Суеверное почитание доктора харктерно для русской крестьянской культуры[6]. Доктор может продлить жизнь; доктор владеет субстанцией жизни — доктор полезен в той же мере, в какой опасен. Но и «волшебный помощник» — это вредитель, захваченный в ресурс. Зависимость Панкеева от доктора Фрейда — то же самое, что зависимость Иванушки от Бабы-Яги. Панкеев «подсел» на Фрейда, вытягивая из него сначала советы, потом деньги. Он «удобно устроился» — оседлал ресурс. Почему доктор должен помогать пациенту? Потому что пациент не убил доктора. Пациент спас доктору жизнь, и доктор должен отплатить ему тем же.

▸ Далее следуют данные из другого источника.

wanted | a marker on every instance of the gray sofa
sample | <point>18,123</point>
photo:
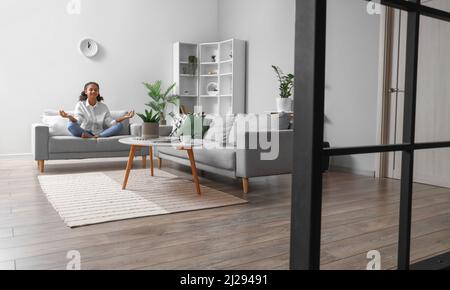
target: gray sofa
<point>237,163</point>
<point>48,145</point>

Панкеев — «русский пациент Фрейда». Позиция пациента неотделима от от его профессии «русский» (в соответствии с более поздним тезисом «Россия — бессознательное Запада»). Он рассказывает психоаналитикам о Пушкине и Лермонтове, декламирует в оригинале «Я вас любил...», рассуждает на темы русских пословиц. В сущности, он только обучает русским банальностям (занимаясь, в частности, преподаванием русского языка), но в этой деятельности он и находит свою идентичность. Русские разговоры о России предполагают присутствие непонимающего иностранца («Не поймет и не заметит гордый взор иноплеменный...»): если Россия — бессознательное Запада, то естественно, что иностранцы не понимают Россию. Преподавание России — конститутивный элемент русского: Фрейд ошибся, приняв урок учителя за исповедь пациента.

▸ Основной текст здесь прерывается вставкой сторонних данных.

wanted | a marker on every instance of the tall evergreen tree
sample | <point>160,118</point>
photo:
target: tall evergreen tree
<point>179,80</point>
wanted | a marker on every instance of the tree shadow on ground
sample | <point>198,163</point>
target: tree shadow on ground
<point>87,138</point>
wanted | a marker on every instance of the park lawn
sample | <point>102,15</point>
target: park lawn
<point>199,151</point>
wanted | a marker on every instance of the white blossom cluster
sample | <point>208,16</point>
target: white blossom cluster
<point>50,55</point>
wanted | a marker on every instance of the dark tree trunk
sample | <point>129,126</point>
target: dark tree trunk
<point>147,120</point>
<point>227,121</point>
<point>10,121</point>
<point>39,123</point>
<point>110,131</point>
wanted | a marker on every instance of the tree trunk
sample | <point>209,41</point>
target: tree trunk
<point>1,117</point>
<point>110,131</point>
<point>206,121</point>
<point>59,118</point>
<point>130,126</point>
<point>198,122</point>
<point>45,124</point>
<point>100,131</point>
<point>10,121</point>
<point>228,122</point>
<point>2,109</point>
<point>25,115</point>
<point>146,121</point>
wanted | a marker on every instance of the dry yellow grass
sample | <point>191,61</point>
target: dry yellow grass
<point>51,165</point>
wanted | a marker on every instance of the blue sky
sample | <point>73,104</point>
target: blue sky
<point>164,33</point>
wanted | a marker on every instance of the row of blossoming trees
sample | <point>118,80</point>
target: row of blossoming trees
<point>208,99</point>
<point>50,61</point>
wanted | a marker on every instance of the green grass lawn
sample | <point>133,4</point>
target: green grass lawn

При этом главная профессия Панкеева (и дело, которым он зарабатывает на жизнь) — страховой агент. Существут страх, и Панкеев является его агентом. Будущее необеспечено: существуют войны, болезни, случайности судьбы, и поскольку гарантию будущего создают ресурсы, то существует дефицит ресурсов. Проблема не в том, что ресурсов мало, а в том, что ни один ресурс не о-беспечивает: если бы такой ресурс сущестовал, то «ресурсы» были бы не нужны.

Панкеев «порывается к женщине» (IN: 68). Durchbruch можно принять за сексуальный драйв, но он имеет другую логику: женщина — не объект «избыточного» желания, а средство удовлетворения необходимой потребности. Женщина — это ресурс, но, поскольку ресурс женщины необходимо обеспечивать, женщина — фактор подрыва ресурсов. Панкеев всегда платит женщинам (WM: 148): он не может получать удовольствие, если он не вкладывает в него деньги, он получает удовольствие от обеспечения удовольствия — подобно советской «затратной экономике», он вкладывает в Капиталовложения.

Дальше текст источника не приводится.